There is a new case out in West Virginia that is worth talking about to underscore the differences between West Virginia law and Maryland law. I think the intuition of most victims – and some lawyers – would be that West Virginia law makes more sense and is likely “the way it is.” But the Maryland law is very different.
The plaintiffs were in a car accident. At-fault driver had a $25,000 policy. One plaintiff, the wife, had almost $30,000 in medical bills. Nationwide Insurance offered up the $25,000 policy on behalf of the at-fault driver to that plaintiff.

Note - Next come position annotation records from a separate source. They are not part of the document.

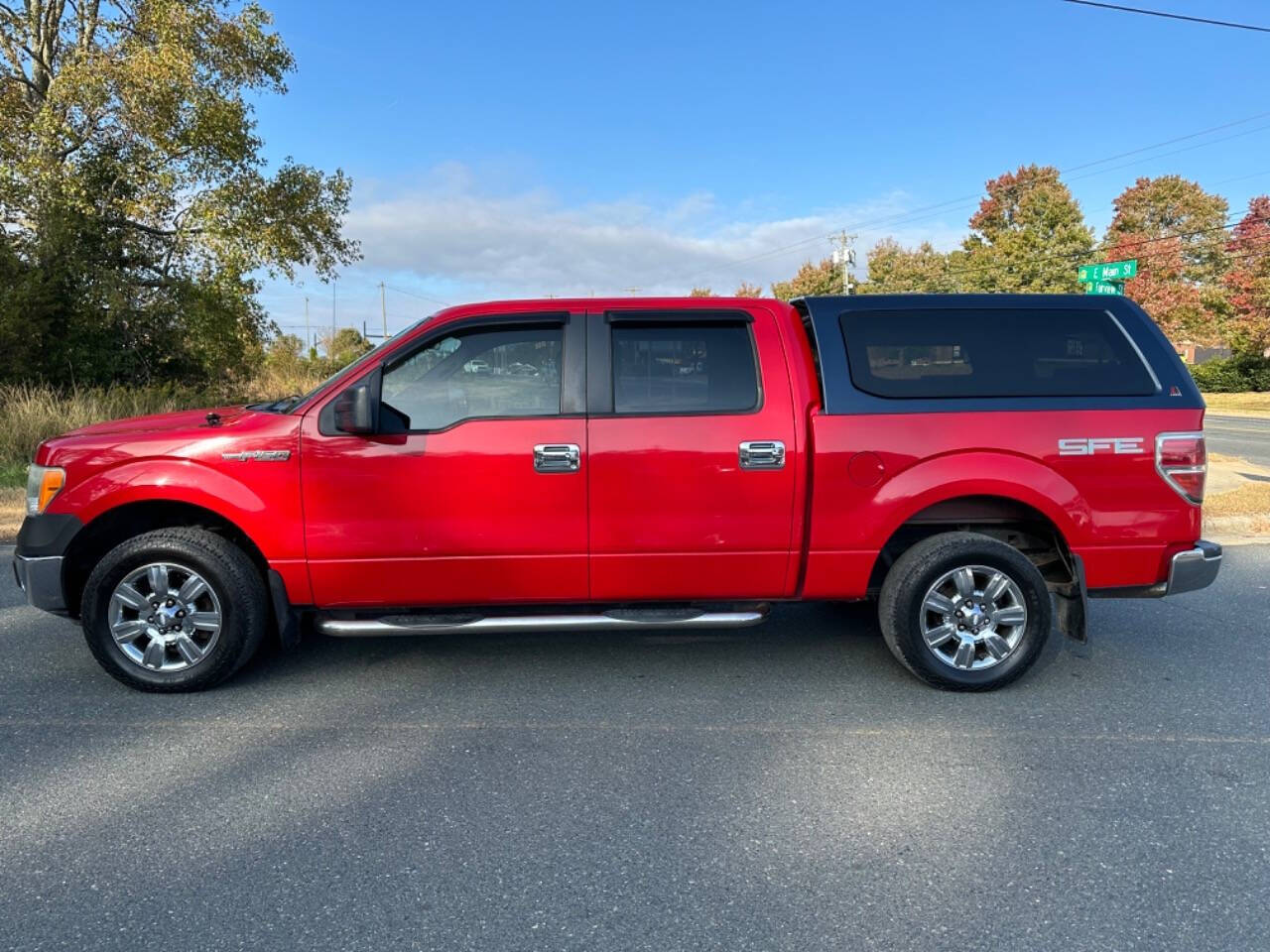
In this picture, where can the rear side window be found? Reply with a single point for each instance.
(683, 367)
(993, 353)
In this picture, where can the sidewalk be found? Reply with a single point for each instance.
(1236, 509)
(1237, 500)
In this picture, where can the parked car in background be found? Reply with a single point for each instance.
(979, 465)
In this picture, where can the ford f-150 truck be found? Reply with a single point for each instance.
(980, 465)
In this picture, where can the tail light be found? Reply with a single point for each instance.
(1182, 461)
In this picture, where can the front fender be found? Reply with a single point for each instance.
(264, 504)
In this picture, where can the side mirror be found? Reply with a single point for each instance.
(356, 409)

Thankfully, the plaintiff also had a $250,000 uninsured/underinsured motorist policy with State Farm. When negotiating the underinsurance claim, State Farm argued they should get a credit for the $5,000 that they paid the plaintiff in PIP. Besides the fact that State Farm likes being difficult, they had another basis: West Virginia law. Apparently, West Virginia has a “non-duplication” provision in an insurer’s underinsured motorist (UIM).

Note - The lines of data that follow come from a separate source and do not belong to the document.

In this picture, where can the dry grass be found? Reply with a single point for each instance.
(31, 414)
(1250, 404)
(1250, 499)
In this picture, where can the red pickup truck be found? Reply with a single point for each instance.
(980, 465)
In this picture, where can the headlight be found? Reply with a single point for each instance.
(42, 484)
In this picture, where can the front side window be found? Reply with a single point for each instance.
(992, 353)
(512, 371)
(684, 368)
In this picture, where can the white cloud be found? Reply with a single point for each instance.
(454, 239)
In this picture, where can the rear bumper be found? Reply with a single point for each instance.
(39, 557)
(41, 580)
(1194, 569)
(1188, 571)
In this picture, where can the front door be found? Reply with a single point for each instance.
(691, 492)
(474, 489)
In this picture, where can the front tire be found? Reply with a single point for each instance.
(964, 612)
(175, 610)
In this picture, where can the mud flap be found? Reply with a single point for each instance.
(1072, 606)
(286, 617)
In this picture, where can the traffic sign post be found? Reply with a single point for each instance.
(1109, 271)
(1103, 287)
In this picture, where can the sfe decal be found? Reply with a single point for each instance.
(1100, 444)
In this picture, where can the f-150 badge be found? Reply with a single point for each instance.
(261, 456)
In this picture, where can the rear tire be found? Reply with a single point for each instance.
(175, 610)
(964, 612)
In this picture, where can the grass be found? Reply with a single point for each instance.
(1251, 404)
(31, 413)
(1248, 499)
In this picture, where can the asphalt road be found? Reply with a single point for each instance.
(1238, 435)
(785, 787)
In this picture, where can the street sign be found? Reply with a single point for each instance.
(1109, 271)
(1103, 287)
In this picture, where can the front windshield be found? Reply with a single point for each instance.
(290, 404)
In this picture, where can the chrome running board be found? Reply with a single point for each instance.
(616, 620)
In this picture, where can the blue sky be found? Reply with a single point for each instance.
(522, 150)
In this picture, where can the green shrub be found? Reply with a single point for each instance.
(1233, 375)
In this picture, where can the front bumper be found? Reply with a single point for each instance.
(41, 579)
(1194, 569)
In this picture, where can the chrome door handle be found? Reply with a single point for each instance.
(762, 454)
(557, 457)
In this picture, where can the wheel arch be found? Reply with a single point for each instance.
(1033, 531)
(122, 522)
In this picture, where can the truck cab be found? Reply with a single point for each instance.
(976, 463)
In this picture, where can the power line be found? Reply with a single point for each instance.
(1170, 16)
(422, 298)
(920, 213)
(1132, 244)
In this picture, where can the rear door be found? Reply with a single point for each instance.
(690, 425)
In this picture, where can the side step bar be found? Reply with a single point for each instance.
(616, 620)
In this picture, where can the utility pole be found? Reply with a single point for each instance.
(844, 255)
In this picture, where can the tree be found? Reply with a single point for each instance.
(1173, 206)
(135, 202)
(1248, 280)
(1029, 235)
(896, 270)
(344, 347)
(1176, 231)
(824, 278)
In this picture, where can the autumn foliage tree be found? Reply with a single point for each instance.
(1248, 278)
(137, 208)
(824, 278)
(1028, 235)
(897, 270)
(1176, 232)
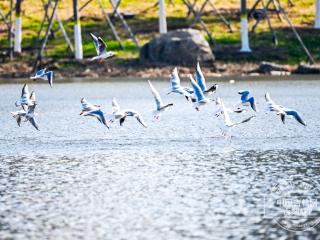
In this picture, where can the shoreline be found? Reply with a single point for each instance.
(72, 71)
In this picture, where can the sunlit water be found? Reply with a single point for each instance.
(177, 179)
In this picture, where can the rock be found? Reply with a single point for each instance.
(268, 68)
(180, 47)
(280, 73)
(307, 69)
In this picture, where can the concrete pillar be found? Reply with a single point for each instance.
(162, 17)
(244, 28)
(77, 32)
(18, 28)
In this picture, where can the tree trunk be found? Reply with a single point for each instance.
(77, 32)
(18, 28)
(244, 28)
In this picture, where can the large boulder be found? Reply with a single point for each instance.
(180, 47)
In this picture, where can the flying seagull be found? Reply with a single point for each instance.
(200, 98)
(89, 109)
(282, 111)
(246, 101)
(117, 113)
(42, 74)
(101, 48)
(224, 111)
(26, 98)
(25, 116)
(177, 88)
(161, 107)
(202, 82)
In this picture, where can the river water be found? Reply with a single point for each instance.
(177, 179)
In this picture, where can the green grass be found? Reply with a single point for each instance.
(145, 25)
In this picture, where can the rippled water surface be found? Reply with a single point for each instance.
(177, 179)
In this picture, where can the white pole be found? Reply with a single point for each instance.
(317, 20)
(18, 28)
(244, 28)
(77, 32)
(162, 17)
(78, 41)
(18, 35)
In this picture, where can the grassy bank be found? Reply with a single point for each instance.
(145, 25)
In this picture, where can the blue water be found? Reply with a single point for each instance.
(177, 179)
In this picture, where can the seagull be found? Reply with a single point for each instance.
(101, 48)
(25, 116)
(282, 111)
(117, 113)
(160, 106)
(200, 98)
(26, 98)
(177, 88)
(89, 109)
(42, 74)
(246, 100)
(224, 111)
(202, 82)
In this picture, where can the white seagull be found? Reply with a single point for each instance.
(26, 98)
(91, 110)
(161, 107)
(282, 111)
(200, 98)
(117, 113)
(42, 74)
(202, 82)
(246, 101)
(177, 88)
(101, 48)
(224, 111)
(25, 116)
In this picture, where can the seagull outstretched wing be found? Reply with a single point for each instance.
(115, 106)
(174, 79)
(49, 76)
(197, 90)
(102, 46)
(156, 95)
(200, 78)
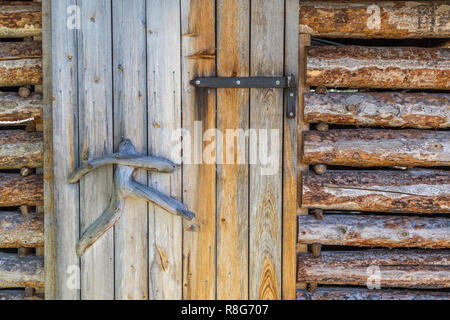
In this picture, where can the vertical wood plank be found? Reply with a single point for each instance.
(96, 139)
(304, 41)
(199, 179)
(290, 203)
(164, 119)
(266, 112)
(49, 217)
(233, 41)
(65, 155)
(130, 121)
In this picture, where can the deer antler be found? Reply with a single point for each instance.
(128, 160)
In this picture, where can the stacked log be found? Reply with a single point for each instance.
(332, 293)
(379, 67)
(17, 272)
(20, 20)
(20, 63)
(383, 268)
(19, 231)
(375, 231)
(412, 191)
(377, 148)
(384, 109)
(20, 149)
(16, 190)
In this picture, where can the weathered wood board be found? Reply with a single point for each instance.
(17, 231)
(377, 148)
(199, 178)
(20, 20)
(412, 191)
(65, 137)
(375, 19)
(375, 231)
(130, 121)
(95, 127)
(266, 113)
(164, 89)
(379, 67)
(383, 268)
(16, 190)
(17, 110)
(16, 272)
(19, 149)
(233, 36)
(366, 294)
(388, 109)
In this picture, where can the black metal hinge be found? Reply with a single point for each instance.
(254, 82)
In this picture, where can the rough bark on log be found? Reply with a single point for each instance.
(20, 149)
(16, 272)
(386, 268)
(16, 110)
(379, 67)
(389, 109)
(16, 190)
(377, 148)
(332, 293)
(17, 231)
(20, 20)
(20, 63)
(375, 231)
(379, 19)
(16, 295)
(413, 191)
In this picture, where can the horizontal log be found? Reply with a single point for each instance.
(375, 231)
(20, 63)
(18, 231)
(375, 19)
(377, 148)
(20, 20)
(393, 268)
(21, 272)
(20, 149)
(16, 110)
(389, 109)
(412, 191)
(332, 293)
(16, 295)
(379, 67)
(16, 190)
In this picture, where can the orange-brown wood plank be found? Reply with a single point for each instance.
(389, 109)
(19, 231)
(199, 178)
(20, 149)
(380, 268)
(233, 27)
(379, 67)
(20, 19)
(375, 19)
(16, 190)
(335, 293)
(412, 191)
(375, 231)
(377, 148)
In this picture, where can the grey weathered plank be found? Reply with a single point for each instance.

The trial court believes this violated West Virginia’s uninsured motorist statute. I agree. (I do that without looking. How tricky!) But the West Virginia Supreme Court of Appeals reversed, finding that a non-duplication” of benefits provision in a WV underinsured motorist policy does not violate the “no sums payable” language in the underinsured motorist coverage statute.
This type of provision absolutely would be in violation of Maryland law. Personal injury protection insurance is a collateral source in Maryland and there can be no law that creates a set off for PIP monies recovered.
I’m impressed by the plaintiffs’ lawyer here who heard State Farm talk of using the PIP as a set-off and filed a declaratory judgment action regarding this non-duplication provision. Good hustle in a loss.